Capítulo Quarenta e Nove: Repercussão
Desde que os detalhes daquela aula de Defesa Contra as Artes das Trevas na tarde de segunda-feira se espalharam, nos dias seguintes, dentro e fora do castelo, só se falava de um assunto: Amosta Breno.
Segundo Cho Chang, da Corvinal, durante o jantar daquele dia, o Professor Flitwick, ao ouvir sobre o Feitiço de Levitação demonstrado pelo Professor Breno, não disse uma palavra e foi direto ao escritório dele, onde permaneceu por quatro horas antes de sair.
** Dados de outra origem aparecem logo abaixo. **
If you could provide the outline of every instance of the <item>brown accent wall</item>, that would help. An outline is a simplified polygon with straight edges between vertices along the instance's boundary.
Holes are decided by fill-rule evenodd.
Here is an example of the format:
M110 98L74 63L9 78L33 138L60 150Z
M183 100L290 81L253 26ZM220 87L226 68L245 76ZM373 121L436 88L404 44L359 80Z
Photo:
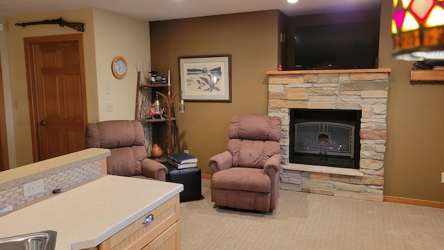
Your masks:
M203 174L210 174L208 159L225 150L232 116L267 113L266 72L278 68L278 12L150 22L151 67L171 71L173 93L178 56L231 54L232 103L185 102L185 112L178 114L182 149L198 158Z
M207 160L223 151L234 114L266 113L267 70L278 63L278 11L270 10L150 23L151 63L171 69L178 91L180 56L232 54L232 103L186 103L178 115L182 149ZM379 67L391 68L384 159L384 194L444 201L444 85L410 84L413 62L391 57L391 6L381 11ZM291 51L287 51L291 53ZM288 61L288 58L287 58Z
M391 4L382 2L379 67L392 69L384 194L444 201L444 85L410 84L413 62L391 56Z

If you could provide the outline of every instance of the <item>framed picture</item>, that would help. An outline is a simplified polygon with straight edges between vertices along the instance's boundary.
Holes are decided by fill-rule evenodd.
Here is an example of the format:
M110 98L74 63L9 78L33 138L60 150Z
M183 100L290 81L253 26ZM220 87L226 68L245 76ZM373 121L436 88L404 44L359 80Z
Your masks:
M231 102L231 55L180 56L185 101Z

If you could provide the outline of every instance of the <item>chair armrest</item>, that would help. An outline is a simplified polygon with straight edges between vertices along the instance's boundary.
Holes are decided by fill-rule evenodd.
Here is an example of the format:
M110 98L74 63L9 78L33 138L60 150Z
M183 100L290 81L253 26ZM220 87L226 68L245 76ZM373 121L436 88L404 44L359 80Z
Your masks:
M231 153L226 151L210 158L208 160L208 167L212 175L218 171L230 168L232 166L232 162L233 157Z
M271 171L271 169L274 168L274 172L278 172L280 170L280 162L282 159L282 156L280 153L277 153L270 157L265 162L264 172L268 174L268 171Z
M165 181L167 172L165 165L154 160L145 158L142 162L142 174L146 177Z

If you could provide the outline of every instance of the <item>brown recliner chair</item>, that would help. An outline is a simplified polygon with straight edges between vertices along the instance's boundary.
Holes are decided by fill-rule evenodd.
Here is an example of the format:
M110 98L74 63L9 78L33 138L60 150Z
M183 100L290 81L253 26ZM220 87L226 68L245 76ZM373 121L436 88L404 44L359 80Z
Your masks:
M219 207L271 212L280 184L280 118L235 115L228 136L227 151L208 160L212 201Z
M168 169L147 158L144 128L138 121L114 120L88 124L86 147L109 149L108 174L165 181Z

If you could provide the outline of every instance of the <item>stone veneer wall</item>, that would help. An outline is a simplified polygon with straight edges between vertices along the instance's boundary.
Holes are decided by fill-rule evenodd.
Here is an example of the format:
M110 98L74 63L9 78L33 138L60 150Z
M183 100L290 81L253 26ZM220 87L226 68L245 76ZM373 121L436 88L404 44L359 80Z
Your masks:
M282 190L383 200L390 69L268 72L268 115L282 121ZM289 110L361 110L359 169L289 162Z

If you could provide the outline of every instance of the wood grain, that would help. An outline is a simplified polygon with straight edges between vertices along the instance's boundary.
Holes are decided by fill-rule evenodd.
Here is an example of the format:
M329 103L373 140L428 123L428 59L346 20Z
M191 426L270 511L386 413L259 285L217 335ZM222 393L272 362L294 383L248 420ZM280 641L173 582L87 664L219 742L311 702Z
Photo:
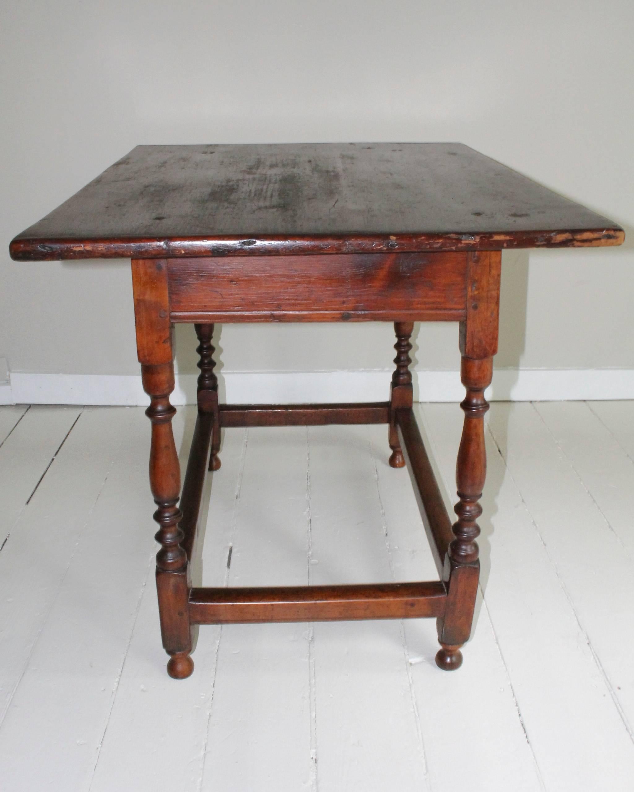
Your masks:
M440 581L368 585L193 588L195 624L350 621L441 616L446 592Z
M466 254L262 256L168 261L174 322L456 321Z
M21 261L620 245L460 143L138 146L18 234Z

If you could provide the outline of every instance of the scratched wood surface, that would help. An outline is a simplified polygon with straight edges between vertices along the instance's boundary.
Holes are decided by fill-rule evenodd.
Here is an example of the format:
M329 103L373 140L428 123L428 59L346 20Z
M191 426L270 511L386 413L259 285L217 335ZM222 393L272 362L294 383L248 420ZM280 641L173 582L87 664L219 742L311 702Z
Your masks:
M619 245L613 221L460 143L138 146L13 258Z
M450 504L460 411L416 409ZM634 402L492 406L455 674L423 619L207 626L178 682L157 641L143 409L84 409L70 432L59 408L30 412L0 408L32 495L0 550L0 789L630 792ZM181 465L195 413L174 418ZM31 493L44 432L57 453ZM385 434L227 429L197 581L431 578ZM14 500L0 489L0 511Z

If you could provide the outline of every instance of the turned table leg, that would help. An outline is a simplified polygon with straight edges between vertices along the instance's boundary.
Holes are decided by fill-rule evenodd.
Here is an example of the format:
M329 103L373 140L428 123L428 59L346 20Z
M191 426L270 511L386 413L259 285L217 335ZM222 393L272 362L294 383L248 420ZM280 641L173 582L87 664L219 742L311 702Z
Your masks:
M399 432L396 429L396 410L399 408L411 407L413 402L413 389L411 385L411 371L410 371L410 351L411 344L410 337L414 329L413 322L395 322L394 330L396 333L396 357L394 362L396 368L391 375L390 389L390 425L388 429L388 441L391 448L389 459L391 467L404 467L405 458L403 455Z
M487 475L484 414L489 405L484 391L493 375L493 356L498 350L501 254L479 251L467 255L467 311L460 323L462 355L460 379L467 395L460 405L464 413L462 438L456 465L458 520L452 527L454 539L445 558L443 579L447 585L445 615L437 620L442 647L436 664L445 671L462 664L460 647L471 634L479 562L476 541L482 514L479 499Z
M193 671L189 623L187 554L181 546L182 517L178 508L181 470L174 441L170 403L174 390L174 345L170 324L166 262L162 259L132 261L136 347L143 390L150 396L146 414L152 425L150 447L150 487L159 525L156 540L156 588L161 634L170 656L167 672L185 679Z
M454 506L458 516L453 527L456 537L449 545L445 562L449 596L444 619L438 619L438 640L442 646L436 655L436 663L445 670L458 668L462 664L460 646L471 633L473 609L479 576L478 543L480 529L476 520L482 514L479 499L487 474L484 447L484 413L489 405L484 390L493 373L493 359L472 360L463 357L460 367L462 383L467 396L460 405L464 412L456 466L456 484L460 500Z
M196 348L200 358L197 366L201 369L198 375L198 411L213 413L213 429L212 431L212 455L209 459L209 470L217 470L220 466L218 452L220 450L220 424L218 409L218 378L214 373L216 361L213 353L216 348L212 344L213 325L194 325L199 345Z

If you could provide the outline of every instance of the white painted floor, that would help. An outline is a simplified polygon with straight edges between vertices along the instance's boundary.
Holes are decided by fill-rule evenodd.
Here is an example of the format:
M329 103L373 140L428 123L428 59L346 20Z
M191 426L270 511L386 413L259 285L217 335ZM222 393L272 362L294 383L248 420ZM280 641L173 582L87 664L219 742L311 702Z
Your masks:
M461 413L417 409L451 505ZM0 408L0 789L632 792L634 402L487 420L462 668L436 668L433 620L239 625L202 627L174 681L143 409ZM227 430L198 581L433 579L386 434Z

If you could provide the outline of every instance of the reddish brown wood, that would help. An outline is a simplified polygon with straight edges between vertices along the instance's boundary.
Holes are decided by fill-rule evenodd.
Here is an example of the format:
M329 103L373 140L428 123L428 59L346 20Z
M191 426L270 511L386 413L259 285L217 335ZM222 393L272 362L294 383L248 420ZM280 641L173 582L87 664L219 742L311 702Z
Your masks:
M150 396L146 414L152 424L150 447L150 487L158 506L154 519L160 526L156 541L156 588L163 646L169 655L167 672L176 679L193 670L187 600L187 554L181 546L178 526L181 472L174 442L170 403L174 390L174 348L170 330L167 272L165 261L132 261L135 319L143 390Z
M395 322L394 330L396 333L396 343L394 345L394 348L396 350L396 357L394 359L396 368L391 375L390 390L390 427L388 440L391 448L391 455L388 462L391 467L404 467L405 459L396 428L396 410L403 407L411 407L414 403L411 371L410 371L411 364L410 337L414 330L414 322Z
M174 322L456 321L464 253L178 258L168 265Z
M10 250L25 261L252 257L623 238L613 222L460 143L256 143L139 146Z
M441 616L445 600L445 587L440 581L193 588L189 618L195 624L420 619Z
M447 671L462 663L460 646L471 634L479 577L477 524L482 514L479 499L487 474L484 414L489 408L484 390L493 374L493 355L498 348L500 253L479 251L468 254L467 316L460 326L460 378L467 395L462 438L456 466L458 516L453 526L455 539L445 557L444 579L448 584L447 609L438 619L441 649L438 666Z
M211 413L213 416L213 433L212 435L212 454L209 459L209 470L217 470L220 466L220 422L218 410L218 378L214 374L216 361L213 353L216 348L212 344L213 325L195 324L196 336L200 341L196 351L200 360L197 366L201 369L198 375L198 411Z
M467 314L460 322L460 348L465 357L481 360L498 351L502 253L467 253Z
M326 426L387 424L389 402L365 404L220 405L220 426Z
M453 539L451 520L445 508L433 470L411 408L396 411L396 427L411 474L414 492L430 540L438 573L442 577L445 558Z
M622 229L457 143L139 147L11 243L13 258L132 258L136 341L150 395L156 582L169 673L193 668L192 625L435 616L453 670L478 586L484 390L497 350L499 250L618 245ZM213 322L395 322L388 402L218 404ZM452 527L412 411L415 321L459 321L467 390ZM178 508L171 322L196 322L198 417ZM387 384L387 383L386 383ZM221 426L387 423L407 461L441 581L192 588L189 561Z
M193 556L196 543L198 516L201 511L203 488L204 487L205 474L207 473L207 459L209 454L212 428L213 413L199 413L196 419L192 445L189 449L189 458L187 461L187 470L183 482L183 492L181 496L181 511L183 514L179 524L181 531L183 532L181 546L185 550L189 562Z

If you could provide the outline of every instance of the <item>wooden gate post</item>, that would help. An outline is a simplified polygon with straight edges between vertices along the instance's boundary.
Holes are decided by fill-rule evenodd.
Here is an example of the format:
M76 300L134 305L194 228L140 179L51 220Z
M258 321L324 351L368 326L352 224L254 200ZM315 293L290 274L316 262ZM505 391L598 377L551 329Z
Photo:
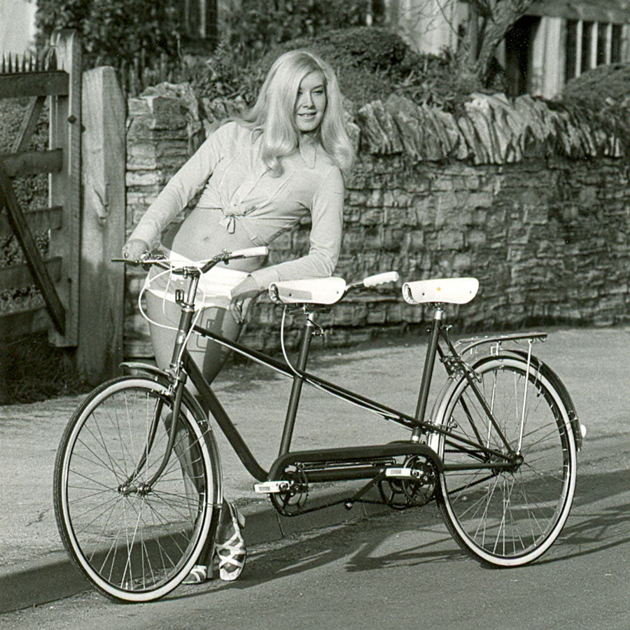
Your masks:
M122 360L125 107L114 69L83 74L83 211L77 368L95 384Z
M49 176L50 206L63 208L63 230L50 235L50 251L63 258L61 277L55 284L66 309L65 334L51 332L57 346L76 346L78 338L79 248L80 246L81 44L76 31L55 31L50 38L57 66L69 75L67 96L50 99L49 144L62 150L60 172Z

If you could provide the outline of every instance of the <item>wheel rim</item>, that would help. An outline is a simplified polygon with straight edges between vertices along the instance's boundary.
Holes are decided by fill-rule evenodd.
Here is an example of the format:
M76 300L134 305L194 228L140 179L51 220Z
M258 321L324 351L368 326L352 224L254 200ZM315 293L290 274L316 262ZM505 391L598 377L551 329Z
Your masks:
M441 477L441 503L460 544L505 566L530 562L549 548L575 489L575 444L566 410L540 374L530 372L526 380L524 367L509 359L492 361L478 370L477 384L512 447L518 450L520 442L522 463L499 474L445 470ZM465 382L451 400L444 416L451 430L474 440L470 416L484 444L507 452ZM442 437L438 452L447 467L479 461L478 454L462 454Z
M168 592L192 567L209 528L214 484L195 422L181 421L178 456L172 454L150 490L143 485L164 452L169 405L165 387L122 382L94 397L68 441L62 477L68 542L94 584L115 596L143 601Z

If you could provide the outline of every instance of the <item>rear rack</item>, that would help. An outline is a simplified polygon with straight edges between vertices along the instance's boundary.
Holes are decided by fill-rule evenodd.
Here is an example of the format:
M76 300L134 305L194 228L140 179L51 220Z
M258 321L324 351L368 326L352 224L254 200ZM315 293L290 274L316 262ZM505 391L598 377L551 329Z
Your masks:
M458 354L463 356L470 352L473 348L484 344L493 344L495 347L490 349L491 354L498 354L498 349L504 343L518 343L519 341L545 342L547 340L547 332L514 332L512 335L497 335L492 337L472 337L469 339L461 339L456 342L454 347ZM461 349L459 349L463 346Z

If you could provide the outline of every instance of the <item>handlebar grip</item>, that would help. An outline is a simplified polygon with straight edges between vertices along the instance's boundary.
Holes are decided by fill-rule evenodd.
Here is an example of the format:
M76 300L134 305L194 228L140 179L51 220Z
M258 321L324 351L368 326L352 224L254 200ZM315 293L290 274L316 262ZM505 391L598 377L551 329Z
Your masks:
M375 276L368 276L363 280L363 286L370 288L377 286L379 284L386 284L388 282L397 282L400 276L398 272L386 272L384 274L377 274Z
M269 253L269 248L266 245L260 247L248 247L246 249L237 249L230 254L230 258L251 258L255 256L266 256Z

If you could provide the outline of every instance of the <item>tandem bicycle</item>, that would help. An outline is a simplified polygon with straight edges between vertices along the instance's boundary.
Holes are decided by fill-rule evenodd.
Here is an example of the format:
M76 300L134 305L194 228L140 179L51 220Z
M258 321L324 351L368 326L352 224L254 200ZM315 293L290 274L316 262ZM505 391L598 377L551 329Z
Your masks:
M546 334L454 342L445 323L446 305L472 300L478 281L404 282L405 301L427 305L433 317L415 412L400 411L307 370L311 340L321 330L318 316L349 294L397 281L395 272L350 284L330 277L270 285L272 300L284 309L284 360L198 324L202 275L220 262L264 254L262 249L223 251L194 265L155 255L124 260L180 276L186 288L176 292L181 316L169 369L123 363L132 373L93 390L61 439L55 516L65 548L88 580L111 598L146 602L164 596L186 578L206 540L214 540L223 503L217 427L255 479L255 491L268 495L284 516L328 507L309 504L309 489L317 484L354 480L358 483L347 497L337 502L349 509L368 501L370 490L395 510L435 500L453 538L479 562L517 567L540 557L568 517L582 439L566 388L533 354L533 346ZM303 318L293 363L284 340L287 314ZM191 335L292 379L279 456L269 470L252 454L191 359L186 350ZM438 362L445 368L446 381L428 412ZM197 396L187 387L188 380ZM304 385L404 428L408 439L292 450Z

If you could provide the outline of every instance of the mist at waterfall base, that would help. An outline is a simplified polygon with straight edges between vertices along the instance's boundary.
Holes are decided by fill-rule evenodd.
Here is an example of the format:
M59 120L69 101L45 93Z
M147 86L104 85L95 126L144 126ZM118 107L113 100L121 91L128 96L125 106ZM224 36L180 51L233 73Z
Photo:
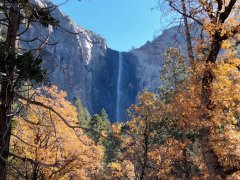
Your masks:
M111 122L128 120L127 109L136 103L139 90L137 57L131 52L107 49L93 78L93 111L104 108Z

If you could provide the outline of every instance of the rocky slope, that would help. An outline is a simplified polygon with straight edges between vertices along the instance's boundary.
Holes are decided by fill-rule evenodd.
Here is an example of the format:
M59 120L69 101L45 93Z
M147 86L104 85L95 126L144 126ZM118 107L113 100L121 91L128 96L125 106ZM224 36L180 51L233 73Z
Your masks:
M45 0L36 3L52 5ZM50 82L67 91L70 101L79 97L92 114L105 108L112 121L126 119L125 110L136 102L143 89L155 91L160 85L159 71L168 47L175 47L178 42L185 49L184 36L176 35L178 27L164 31L138 49L120 53L107 47L100 36L74 24L59 9L54 10L52 16L59 20L61 27L47 29L33 24L24 38L37 36L40 41L22 43L22 46L37 48L49 34L48 44L43 46L40 55ZM119 79L121 82L118 83Z

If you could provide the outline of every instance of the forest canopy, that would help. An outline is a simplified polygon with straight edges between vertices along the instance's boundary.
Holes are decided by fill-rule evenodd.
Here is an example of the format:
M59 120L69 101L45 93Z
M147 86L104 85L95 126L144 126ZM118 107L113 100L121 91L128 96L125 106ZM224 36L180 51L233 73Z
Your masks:
M143 91L129 120L111 123L104 109L90 115L46 85L38 53L48 38L21 50L32 23L59 26L57 6L0 3L0 178L240 179L239 1L163 4L182 17L187 49L168 48L158 91Z

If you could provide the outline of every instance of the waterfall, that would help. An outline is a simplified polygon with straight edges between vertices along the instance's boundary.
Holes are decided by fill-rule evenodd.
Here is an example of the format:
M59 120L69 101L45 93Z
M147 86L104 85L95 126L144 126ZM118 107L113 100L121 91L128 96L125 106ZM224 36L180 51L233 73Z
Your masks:
M122 52L119 52L118 57L118 79L117 79L117 102L116 102L116 120L120 121L120 98L121 98L121 79L122 79Z

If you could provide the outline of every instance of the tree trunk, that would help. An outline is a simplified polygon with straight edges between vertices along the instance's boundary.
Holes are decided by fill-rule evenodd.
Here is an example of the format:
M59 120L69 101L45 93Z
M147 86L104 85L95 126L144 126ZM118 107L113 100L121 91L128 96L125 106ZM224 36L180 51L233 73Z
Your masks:
M190 168L188 166L188 159L187 159L187 148L184 147L183 149L183 166L184 166L184 172L185 172L185 180L190 179Z
M189 64L190 64L190 67L194 68L192 40L191 40L190 28L189 28L189 24L188 24L188 18L186 16L187 8L186 8L185 0L181 0L181 4L182 4L182 10L183 10L183 14L184 14L183 19L184 19L184 27L185 27L185 36L186 36L186 40L187 40Z
M210 122L211 115L209 112L214 110L214 103L211 100L212 89L211 84L214 79L214 73L212 71L211 64L216 63L218 53L221 49L223 38L219 32L216 32L213 36L211 49L206 59L205 72L202 78L202 90L201 90L201 104L202 104L202 121ZM224 169L219 163L218 157L214 152L214 149L210 141L211 130L210 127L202 127L200 130L200 142L202 147L202 155L204 163L207 167L209 179L225 179Z
M13 102L13 91L8 81L1 84L1 106L0 106L0 178L6 179L7 159L9 156L9 144L11 135L11 106Z
M17 0L10 3L8 33L6 43L8 53L17 53L17 34L20 24L20 10ZM7 53L6 52L6 53ZM16 54L17 55L17 54ZM15 57L14 57L15 58ZM11 61L11 59L10 59ZM9 157L9 146L11 136L12 105L14 99L14 67L7 63L1 64L1 73L4 79L1 81L1 104L0 104L0 178L6 179L7 159Z

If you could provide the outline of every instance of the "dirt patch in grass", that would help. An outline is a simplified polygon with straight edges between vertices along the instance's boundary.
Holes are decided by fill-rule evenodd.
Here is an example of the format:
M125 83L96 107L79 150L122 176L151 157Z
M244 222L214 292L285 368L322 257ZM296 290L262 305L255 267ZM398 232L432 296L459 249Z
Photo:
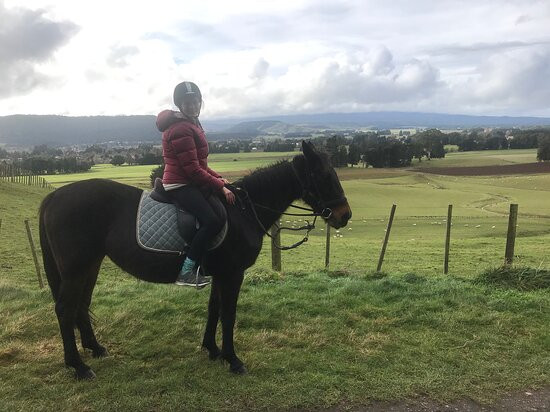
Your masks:
M498 267L478 275L477 283L522 291L550 288L550 271L527 267Z
M433 412L433 411L469 411L469 412L509 412L509 411L548 411L550 410L550 387L537 390L511 392L490 404L473 399L460 399L453 402L438 402L429 398L418 398L399 402L374 402L366 406L349 405L324 409L326 412L369 411L369 412Z
M550 173L550 162L521 163L503 166L421 167L414 171L448 176L500 176Z

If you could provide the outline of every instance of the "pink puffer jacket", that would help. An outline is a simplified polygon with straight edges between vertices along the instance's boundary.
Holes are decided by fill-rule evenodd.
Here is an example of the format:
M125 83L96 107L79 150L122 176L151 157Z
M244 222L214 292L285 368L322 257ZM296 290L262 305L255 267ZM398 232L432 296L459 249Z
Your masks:
M208 167L208 142L202 127L164 110L157 116L162 133L163 183L187 183L221 190L221 176Z

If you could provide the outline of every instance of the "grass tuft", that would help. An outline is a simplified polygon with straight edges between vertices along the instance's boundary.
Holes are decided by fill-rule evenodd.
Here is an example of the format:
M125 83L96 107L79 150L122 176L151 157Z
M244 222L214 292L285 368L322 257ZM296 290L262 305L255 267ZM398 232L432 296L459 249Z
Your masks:
M384 279L387 276L388 274L386 272L377 272L374 270L372 272L366 272L363 275L363 278L366 280L379 280L379 279Z
M520 291L550 288L550 270L502 266L480 273L476 283Z
M262 283L276 283L283 280L283 275L273 269L254 267L246 272L245 283L259 285Z

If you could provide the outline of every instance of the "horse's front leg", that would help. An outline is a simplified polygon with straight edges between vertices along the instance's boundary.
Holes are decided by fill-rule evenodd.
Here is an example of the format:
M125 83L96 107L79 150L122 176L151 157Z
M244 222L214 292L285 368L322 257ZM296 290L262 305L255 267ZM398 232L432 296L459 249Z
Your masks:
M233 329L237 313L237 300L241 290L244 273L232 273L221 276L219 279L219 293L221 300L222 320L222 352L221 357L229 362L229 370L233 373L244 374L246 368L235 354L233 345Z
M216 328L220 318L220 289L218 287L217 277L212 277L212 286L210 289L210 301L208 302L208 320L202 339L202 347L208 351L208 357L212 360L220 357L220 348L216 344Z

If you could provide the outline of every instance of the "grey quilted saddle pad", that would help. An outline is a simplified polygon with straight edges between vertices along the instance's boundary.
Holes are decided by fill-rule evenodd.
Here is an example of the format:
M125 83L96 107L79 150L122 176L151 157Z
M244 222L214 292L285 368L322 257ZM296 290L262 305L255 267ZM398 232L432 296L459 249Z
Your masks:
M188 244L178 230L176 206L171 203L157 202L151 199L149 194L150 192L144 190L139 201L136 219L138 245L153 252L185 254ZM197 221L196 228L198 227ZM209 245L209 250L217 248L223 242L227 227L225 222L223 229Z

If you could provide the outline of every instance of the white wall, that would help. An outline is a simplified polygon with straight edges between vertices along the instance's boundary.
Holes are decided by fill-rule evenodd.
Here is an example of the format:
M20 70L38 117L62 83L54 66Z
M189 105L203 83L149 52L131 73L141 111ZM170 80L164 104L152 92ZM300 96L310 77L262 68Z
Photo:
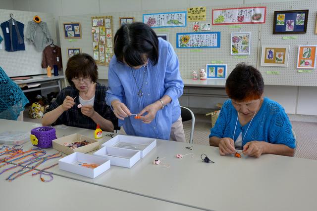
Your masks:
M0 0L0 9L13 9L13 0Z
M134 11L191 6L289 1L288 0L1 0L13 9L53 13L55 20L68 16L116 11ZM305 0L302 1L305 3ZM13 3L12 3L13 2ZM314 15L314 14L313 14ZM57 21L56 21L57 22ZM56 23L56 26L57 23ZM58 35L58 29L56 32ZM58 39L58 38L57 38ZM59 42L57 42L59 43ZM278 102L287 113L317 116L317 88L289 86L265 86L265 95ZM315 99L315 100L314 100ZM202 102L203 103L203 102Z

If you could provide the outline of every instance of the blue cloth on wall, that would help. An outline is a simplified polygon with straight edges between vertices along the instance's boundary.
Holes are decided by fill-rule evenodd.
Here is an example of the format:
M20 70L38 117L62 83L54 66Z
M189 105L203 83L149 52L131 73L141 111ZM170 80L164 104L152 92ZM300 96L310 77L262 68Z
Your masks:
M214 127L211 129L209 137L229 137L235 141L241 132L244 137L242 146L252 141L266 141L272 144L284 144L294 149L295 139L292 132L292 125L284 108L277 103L264 97L261 108L250 123L242 127L238 121L235 137L234 128L238 112L231 100L224 103Z
M0 119L16 120L28 102L21 88L0 67Z
M14 22L14 25L12 24L12 21ZM3 22L0 26L3 33L5 50L7 51L25 50L23 41L24 24L12 19Z

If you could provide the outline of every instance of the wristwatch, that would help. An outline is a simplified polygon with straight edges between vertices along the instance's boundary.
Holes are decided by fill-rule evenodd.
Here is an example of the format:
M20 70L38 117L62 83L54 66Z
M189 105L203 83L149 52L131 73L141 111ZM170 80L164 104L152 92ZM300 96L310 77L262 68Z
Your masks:
M162 110L164 108L164 107L165 106L165 103L164 103L164 102L163 102L161 99L159 99L158 101L160 102L160 103L162 104L162 107L160 108L160 109Z

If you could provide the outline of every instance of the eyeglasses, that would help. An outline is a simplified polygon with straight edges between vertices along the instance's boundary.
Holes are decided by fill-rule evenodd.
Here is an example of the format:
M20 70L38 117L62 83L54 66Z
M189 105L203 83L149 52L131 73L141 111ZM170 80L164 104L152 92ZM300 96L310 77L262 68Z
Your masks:
M90 80L90 77L85 77L81 79L75 78L72 79L71 80L73 82L76 83L79 83L79 82L80 82L81 81L83 82L88 82Z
Fred e Jorge também confirmaram a veracidade dessa informação. Era mais de uma da manhã e, enquanto se aventuravam pelo castelo, ao passarem pelo terceiro andar, encontraram o Professor Flitwick deixando o escritório de Breno exausto, ofegante, com um sorriso de plena satisfação ainda estampado nas bochechas coradas...
— Olhem! — exclamou Rony, de pé no sofá da sala comunal, controlando uma pena de ganso que tirara de dentro da almofada, enquanto emitia sons estranhos pela boca. — Vou mostrar a vocês o meu “Feitiço de Controle de Objetos”!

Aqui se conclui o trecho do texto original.